Cet appel à contributions entend ainsi susciter un ensemble de propositions explorant la thématique proposée dans son amplitude la plus grande, des monuments et ensembles architecturaux (« monuments communistes », etc.), aux images (icônes, etc.), en passant par les objets (readymades, machines autodestructrices de Jean Tinguely, etc.), voire les performances (les « Colères » d’Arman, etc.). La problématique prendra en compte les phénomènes de « dégradation » intentionnelle (graffitis, etc.) et s’étendra au jugement esthétique porté sur les oeuvres (discrédit, etc.), aux opérations de reconstruction ou de déconstruction auxquelles elles peuvent être sujettes (restauration destructive, fonte de statues, d’orfèvreries ou de tapisseries pour réutiliser des matériaux tels que le bronze, l’argent ou l’or, etc.), voire aux techniques de construction par le négatif (acte d’effacer, par exemple). Ces différentes pistes n’étant qu’indicatives, toutes les propositions sont bienvenues, même si Perspective souhaite privilégier des études diachroniques dont les formes et les enjeux peuvent être multiples. Les propositions sont susceptibles d’aller de l’article synthétique mettant en exergue un point particulier de la thématique (25 000 signes) au bilan historiographique concernant un territoire géographique, une figure singulière, voire une période historique donnée (45 000 signes). Perspective prenant en charge les traductions, les projets seront examinés par le comité de rédaction du numéro quelle que soit la langue.

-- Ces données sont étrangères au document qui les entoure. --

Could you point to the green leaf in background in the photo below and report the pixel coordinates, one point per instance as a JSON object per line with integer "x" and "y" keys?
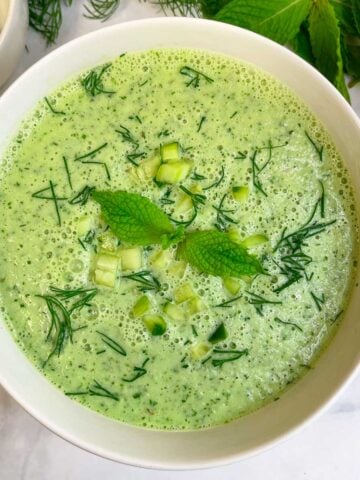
{"x": 301, "y": 44}
{"x": 214, "y": 253}
{"x": 135, "y": 219}
{"x": 279, "y": 20}
{"x": 325, "y": 43}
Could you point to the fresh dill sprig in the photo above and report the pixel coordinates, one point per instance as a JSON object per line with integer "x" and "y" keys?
{"x": 138, "y": 372}
{"x": 218, "y": 181}
{"x": 145, "y": 279}
{"x": 111, "y": 343}
{"x": 222, "y": 215}
{"x": 57, "y": 112}
{"x": 93, "y": 82}
{"x": 82, "y": 196}
{"x": 228, "y": 303}
{"x": 258, "y": 301}
{"x": 100, "y": 9}
{"x": 318, "y": 149}
{"x": 292, "y": 324}
{"x": 194, "y": 77}
{"x": 41, "y": 194}
{"x": 231, "y": 356}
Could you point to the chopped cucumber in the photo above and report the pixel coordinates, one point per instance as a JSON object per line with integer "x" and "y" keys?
{"x": 240, "y": 194}
{"x": 169, "y": 152}
{"x": 131, "y": 258}
{"x": 232, "y": 285}
{"x": 177, "y": 268}
{"x": 199, "y": 350}
{"x": 150, "y": 167}
{"x": 174, "y": 312}
{"x": 183, "y": 293}
{"x": 141, "y": 306}
{"x": 219, "y": 334}
{"x": 194, "y": 305}
{"x": 107, "y": 279}
{"x": 254, "y": 240}
{"x": 173, "y": 172}
{"x": 155, "y": 324}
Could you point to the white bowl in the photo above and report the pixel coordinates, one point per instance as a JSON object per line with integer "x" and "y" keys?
{"x": 13, "y": 28}
{"x": 245, "y": 436}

Prière de faire parvenir vos propositions (un résumé de 2 000 à 3 000 signes et une biographie de 2 ou 3 lignes) à l’adresse de la rédaction (revue-perspective@inha.fr) avant le lundi 27 novembre 2017.

Les auteurs des articles retenus seront informés de la décision du comité avant la fin de l’année, tandis que les articles seront à remettre le 15 juin 2018 pour une parution en décembre 2018.